- The main characters from the franchise. From left-to-right: Hoops, Piddles, and Yoyo
- First appearance: 2001
- Created by: Bob Holt, Mike Adair

= Hoops & Yoyo =

Animated characters

Hoops & Yoyo (stylized as hoops&yoyo) was an animated franchise created by Bob Holt and Mike Adair for Hallmark Cards that lasted from 2001 to 2015. Initially, it was for use on a line of e-cards, but the franchise would later see other releases, including TV movies, games and music albums. The franchise centers around the titular pair in comedic slice-of-life situations.

==History==
In 2001, Hallmark artist Bob Holt was assigned to create an e-card for the Fourth of July.
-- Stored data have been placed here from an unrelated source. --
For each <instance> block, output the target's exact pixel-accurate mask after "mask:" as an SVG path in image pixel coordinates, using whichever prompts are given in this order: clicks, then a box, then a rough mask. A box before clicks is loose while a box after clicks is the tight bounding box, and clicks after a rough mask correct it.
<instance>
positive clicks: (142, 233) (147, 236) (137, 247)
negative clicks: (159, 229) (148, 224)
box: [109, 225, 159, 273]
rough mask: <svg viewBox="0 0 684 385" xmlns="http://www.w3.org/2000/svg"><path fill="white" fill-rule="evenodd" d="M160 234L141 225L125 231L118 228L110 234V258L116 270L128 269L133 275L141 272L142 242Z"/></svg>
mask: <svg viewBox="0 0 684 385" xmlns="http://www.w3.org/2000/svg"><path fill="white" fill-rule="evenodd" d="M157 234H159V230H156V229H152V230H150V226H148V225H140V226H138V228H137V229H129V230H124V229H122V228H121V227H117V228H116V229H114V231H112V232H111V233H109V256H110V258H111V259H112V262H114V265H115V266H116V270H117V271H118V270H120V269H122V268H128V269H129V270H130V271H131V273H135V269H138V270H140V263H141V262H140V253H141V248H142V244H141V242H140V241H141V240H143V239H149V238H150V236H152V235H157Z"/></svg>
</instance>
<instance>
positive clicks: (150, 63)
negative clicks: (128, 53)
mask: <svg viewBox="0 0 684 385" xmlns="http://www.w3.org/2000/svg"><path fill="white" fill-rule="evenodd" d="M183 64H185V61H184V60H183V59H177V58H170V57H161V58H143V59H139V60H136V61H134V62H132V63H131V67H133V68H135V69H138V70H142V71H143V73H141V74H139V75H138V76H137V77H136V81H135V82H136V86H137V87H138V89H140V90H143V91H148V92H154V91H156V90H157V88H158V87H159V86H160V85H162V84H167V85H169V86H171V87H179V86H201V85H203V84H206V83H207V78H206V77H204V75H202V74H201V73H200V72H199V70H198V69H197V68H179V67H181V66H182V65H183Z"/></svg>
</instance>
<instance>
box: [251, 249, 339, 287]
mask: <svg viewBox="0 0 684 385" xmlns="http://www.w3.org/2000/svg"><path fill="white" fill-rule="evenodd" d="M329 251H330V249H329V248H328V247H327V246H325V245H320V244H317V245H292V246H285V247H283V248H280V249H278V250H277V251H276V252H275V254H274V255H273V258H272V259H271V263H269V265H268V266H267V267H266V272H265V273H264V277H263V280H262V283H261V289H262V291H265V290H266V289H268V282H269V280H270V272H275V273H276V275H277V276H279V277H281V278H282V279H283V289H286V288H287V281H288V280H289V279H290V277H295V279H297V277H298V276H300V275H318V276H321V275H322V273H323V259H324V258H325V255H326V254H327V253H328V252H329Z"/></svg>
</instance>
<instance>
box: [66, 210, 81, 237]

He modified a character from this short test animation he did in his own spare time called The Adventures Of Green Bunny into a cat for the e-card. The e-card premiered on Hallmark's website soon enough, and Bob eventually got colleague Mike Adair to join him once he began doing more content with who would be called "Pink Kitty" for the time being and added the original green bunny in once he realized the character "needed a pal". The pair weren’t given proper names until 2003. While the franchise was primarily a line of greeting cards, the characters also had their own website that featured animated episodes, an "Ask Hoops & Yoyo" section, desktop and phone wallpapers, audio snippets, IM icons, fan photos, interactive monthly calendars, a blog, a podcast, games, and merchandise available for purchase.
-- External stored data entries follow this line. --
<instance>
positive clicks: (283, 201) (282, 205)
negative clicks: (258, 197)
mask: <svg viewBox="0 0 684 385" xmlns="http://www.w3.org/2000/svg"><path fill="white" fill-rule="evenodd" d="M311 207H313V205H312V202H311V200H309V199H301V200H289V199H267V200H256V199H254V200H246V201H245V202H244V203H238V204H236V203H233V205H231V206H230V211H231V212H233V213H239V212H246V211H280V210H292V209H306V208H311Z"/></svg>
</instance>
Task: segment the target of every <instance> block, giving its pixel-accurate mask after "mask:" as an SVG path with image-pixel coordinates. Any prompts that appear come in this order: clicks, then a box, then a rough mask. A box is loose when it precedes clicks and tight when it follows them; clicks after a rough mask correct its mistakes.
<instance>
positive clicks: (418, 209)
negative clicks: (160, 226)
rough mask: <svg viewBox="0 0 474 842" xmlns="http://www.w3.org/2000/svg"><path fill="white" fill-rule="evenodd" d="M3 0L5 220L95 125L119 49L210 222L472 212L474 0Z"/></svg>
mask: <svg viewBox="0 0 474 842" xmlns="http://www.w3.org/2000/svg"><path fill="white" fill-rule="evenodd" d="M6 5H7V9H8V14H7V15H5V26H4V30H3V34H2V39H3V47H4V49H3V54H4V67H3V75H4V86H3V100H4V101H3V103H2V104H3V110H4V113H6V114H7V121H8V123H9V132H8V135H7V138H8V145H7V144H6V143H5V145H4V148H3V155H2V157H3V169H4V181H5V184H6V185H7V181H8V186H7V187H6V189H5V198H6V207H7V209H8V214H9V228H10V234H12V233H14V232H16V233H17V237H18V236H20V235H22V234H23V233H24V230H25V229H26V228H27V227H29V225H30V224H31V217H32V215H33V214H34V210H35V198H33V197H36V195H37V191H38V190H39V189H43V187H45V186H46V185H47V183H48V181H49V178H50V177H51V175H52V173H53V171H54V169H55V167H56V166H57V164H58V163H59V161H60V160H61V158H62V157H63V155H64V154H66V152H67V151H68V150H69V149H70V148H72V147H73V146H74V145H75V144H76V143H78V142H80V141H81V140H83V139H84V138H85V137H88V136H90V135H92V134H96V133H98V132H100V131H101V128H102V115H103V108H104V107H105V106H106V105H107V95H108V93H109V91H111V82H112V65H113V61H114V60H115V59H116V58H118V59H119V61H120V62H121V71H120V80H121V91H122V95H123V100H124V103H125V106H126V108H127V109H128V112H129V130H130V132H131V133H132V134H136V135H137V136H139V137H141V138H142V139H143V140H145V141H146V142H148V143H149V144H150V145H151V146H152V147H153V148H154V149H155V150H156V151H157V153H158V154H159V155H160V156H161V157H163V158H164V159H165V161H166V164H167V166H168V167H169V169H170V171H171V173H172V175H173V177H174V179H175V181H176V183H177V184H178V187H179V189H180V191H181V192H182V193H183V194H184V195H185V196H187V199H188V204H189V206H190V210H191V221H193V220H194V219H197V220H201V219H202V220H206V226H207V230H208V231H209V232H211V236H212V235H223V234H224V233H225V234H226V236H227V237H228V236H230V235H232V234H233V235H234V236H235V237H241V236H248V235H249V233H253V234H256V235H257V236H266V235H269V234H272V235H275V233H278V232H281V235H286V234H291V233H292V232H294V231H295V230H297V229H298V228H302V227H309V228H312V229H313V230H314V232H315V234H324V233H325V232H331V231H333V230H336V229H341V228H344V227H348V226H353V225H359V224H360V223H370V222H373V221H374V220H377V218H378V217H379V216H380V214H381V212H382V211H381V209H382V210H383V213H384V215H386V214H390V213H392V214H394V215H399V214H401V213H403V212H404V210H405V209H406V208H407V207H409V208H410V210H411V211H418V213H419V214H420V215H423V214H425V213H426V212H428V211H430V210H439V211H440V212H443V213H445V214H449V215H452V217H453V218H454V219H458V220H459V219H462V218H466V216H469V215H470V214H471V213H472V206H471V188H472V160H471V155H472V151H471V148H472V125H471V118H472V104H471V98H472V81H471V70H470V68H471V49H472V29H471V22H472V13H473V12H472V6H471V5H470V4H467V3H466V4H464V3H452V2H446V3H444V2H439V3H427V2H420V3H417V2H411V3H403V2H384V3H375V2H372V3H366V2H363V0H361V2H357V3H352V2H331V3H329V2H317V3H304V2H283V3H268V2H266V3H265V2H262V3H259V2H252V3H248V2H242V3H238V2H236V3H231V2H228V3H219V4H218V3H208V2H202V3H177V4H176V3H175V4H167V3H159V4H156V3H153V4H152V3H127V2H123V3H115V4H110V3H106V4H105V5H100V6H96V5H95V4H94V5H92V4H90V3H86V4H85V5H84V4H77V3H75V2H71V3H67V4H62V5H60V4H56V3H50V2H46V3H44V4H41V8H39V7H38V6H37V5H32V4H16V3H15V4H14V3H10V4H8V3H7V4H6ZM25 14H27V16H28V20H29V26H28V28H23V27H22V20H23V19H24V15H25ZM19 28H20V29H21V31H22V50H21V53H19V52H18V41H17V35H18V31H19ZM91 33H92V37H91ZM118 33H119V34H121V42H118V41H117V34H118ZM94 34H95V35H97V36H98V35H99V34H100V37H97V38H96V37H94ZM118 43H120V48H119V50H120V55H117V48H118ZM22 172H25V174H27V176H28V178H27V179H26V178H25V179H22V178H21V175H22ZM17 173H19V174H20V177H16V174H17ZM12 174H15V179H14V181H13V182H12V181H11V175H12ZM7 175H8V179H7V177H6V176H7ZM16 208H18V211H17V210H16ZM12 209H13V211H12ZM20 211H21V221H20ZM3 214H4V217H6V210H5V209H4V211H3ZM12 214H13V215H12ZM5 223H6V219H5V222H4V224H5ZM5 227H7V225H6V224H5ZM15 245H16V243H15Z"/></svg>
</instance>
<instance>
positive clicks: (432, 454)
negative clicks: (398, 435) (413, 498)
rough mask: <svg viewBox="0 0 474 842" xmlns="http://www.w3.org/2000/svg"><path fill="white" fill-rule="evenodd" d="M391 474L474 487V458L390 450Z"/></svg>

The premise for Hoops & Yoyo mainly centers around the duo in slice-of-life scenarios, along with other minor characters on occasion. The last piece of content produced by the creators for the franchise would be the fourth episode of its podcast in 2015. In June of that year, Bob Holt was let go from Hallmark as part of broader company layoffs. No reason was given to Holt on why he had to be let go other than, according to him, Hoops & Yoyo not fitting into the "humor" that Hallmark wanted. Since then, not much has been done with the franchise by Hallmark aside from card reprints and occasional new greeting cards being produced.

==Characters==
- Hoops (Mike Adair) – a sassy pink cat who is best friends with Yoyo. He often gets excited and starts yelling and speaking rapidly. He likes coffee, donuts, and his two best friends, Yoyo and Piddles.
- Yoyo (Bob Holt) – a green rabbit who is excitable and prone to mistakes. Yoyo shares the same hyperactive qualities and food preferences as his best friend, Hoops.
- Piddles (Bev Carlson) – a small, blue critter (whose species is left undefined) who is a close friend to Hoops and Yoyo. She has a high-pitched voice and is highly intelligent.
- Chili Bear (Peter Martin) – a grizzly bear who speaks very rarely and was mostly seen on the Hoops and Yoyo website. He appears briefly near the ending of Hoops & Yoyo's Haunted Halloween.
- Marshy (Mike Adair) – Marshy is a marshmallow monster that antagonizes Hoops and Yoyo, and also appears in their nightmares. He sometimes does things wrong, and always talks about him being so large.
- Puck – a purple mouse that is often used as a background character in the website, greeting cards and other merchandise.
- Bluebird – a bluebird that appeared most notably on the Hoops and Yoyo website's homepages.
- Newbie - an orange slug that also appears in the franchise, albeit more rarely.

==Television==
The characters were featured on the Hallmark Channel in late 2009 through 2010 as part of a programming block titled Hallmark Channel's Movie Night with Hoops & Yoyo. It was the first time that Hallmark Cards and Hallmark Channel collaborated on a project. On November 25, 2011, CBS premiered a Hoops & Yoyo Christmas TV special produced by Hallmark, titled Hoops & Yoyo Ruin Christmas. On October 26, 2012, Hallmark Channel aired a sequel titled Hoops & Yoyo's Haunted Halloween.

==Albums==
In December 2005, Hallmark released a Hoops & Yoyo holiday CD entitled Jingle Jingle Wiggle. It features both vocal and instrumental music. The CD also had bonus content like a music video for the A Bongo Christmas track. A second CD, entitled One Donut a Day!, was made in collaboration with singer-songwriter Parry Gripp and was released on July 1, 2007. It includes nineteen tracks and a few animated music videos which are accessible by inserting the disc into a PC.